The point isn't necessarily that these scenarios are more likely than in the physical world. The point is that many people have a fair idea how the physical world works, while they have only vague notions about "hacking" in the virtual world. We know that there are new threats, but we don't yet know what they are, so these new threats will be inherently scarier than the threats we already know about. (The devil you know, etc.)
[1]: http://www.techspot.com/news/17678-file-encryption-extortion...
I personally would like to see various "hacks" adjusting the suspension, brakes, spark timings and other things for a better ride in certain conditions (racing, drifting, mountain roads, etc).
Not to mention that there must be some key floating around Tesla that can be used to completely reprogram any Model S from anywhere.
Its not the first time a company has needed to privately secure a key, but this time there's a lot more at stake. I wonder what the privacy success rate is for companies with highly-sought-after keys like that. Over a long period of time, the chance of a key leak has got to be pretty high.

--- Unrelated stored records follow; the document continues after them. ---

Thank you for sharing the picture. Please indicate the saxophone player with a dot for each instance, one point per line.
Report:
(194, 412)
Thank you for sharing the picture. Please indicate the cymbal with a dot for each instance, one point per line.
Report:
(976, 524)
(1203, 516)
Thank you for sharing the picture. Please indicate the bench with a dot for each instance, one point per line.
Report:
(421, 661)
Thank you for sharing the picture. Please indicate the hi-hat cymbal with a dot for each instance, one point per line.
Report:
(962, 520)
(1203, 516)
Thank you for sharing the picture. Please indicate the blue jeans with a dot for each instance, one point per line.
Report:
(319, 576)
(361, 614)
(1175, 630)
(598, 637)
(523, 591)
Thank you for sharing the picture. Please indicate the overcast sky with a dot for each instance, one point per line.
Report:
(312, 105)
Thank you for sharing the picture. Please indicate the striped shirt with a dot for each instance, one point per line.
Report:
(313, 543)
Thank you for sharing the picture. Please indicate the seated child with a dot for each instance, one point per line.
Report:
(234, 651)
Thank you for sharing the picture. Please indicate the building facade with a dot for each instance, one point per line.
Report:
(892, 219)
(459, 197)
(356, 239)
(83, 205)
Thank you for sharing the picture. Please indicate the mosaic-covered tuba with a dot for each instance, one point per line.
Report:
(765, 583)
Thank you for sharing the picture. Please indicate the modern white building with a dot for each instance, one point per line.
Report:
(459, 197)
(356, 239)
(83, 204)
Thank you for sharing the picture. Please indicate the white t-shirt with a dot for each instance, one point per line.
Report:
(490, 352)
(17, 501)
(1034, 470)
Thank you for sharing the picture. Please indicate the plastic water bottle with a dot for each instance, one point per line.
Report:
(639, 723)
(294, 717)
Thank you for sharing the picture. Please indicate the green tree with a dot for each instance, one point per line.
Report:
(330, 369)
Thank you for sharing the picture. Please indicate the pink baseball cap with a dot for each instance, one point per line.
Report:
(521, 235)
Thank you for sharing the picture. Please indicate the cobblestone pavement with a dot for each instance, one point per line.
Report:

TPM style solutions already exist. Keys burned into the chip + verification at boot should do most of the work.
> there must be some key floating around Tesla that can be used to completely reprogram any Model S from anywhere.
It could be something more interesting. A set of keys where signature requires N out of them? Even if there is some master key, they wouldn't keep it on a node connected to the network (one would hope...) Some hardware crypto-box maybe?
I imagine Elon sending the only copy to space on one of the recent SpaceX launches, so that they can deorbit it when needed, but to steal it, you'd actually have to go up there and find it ;).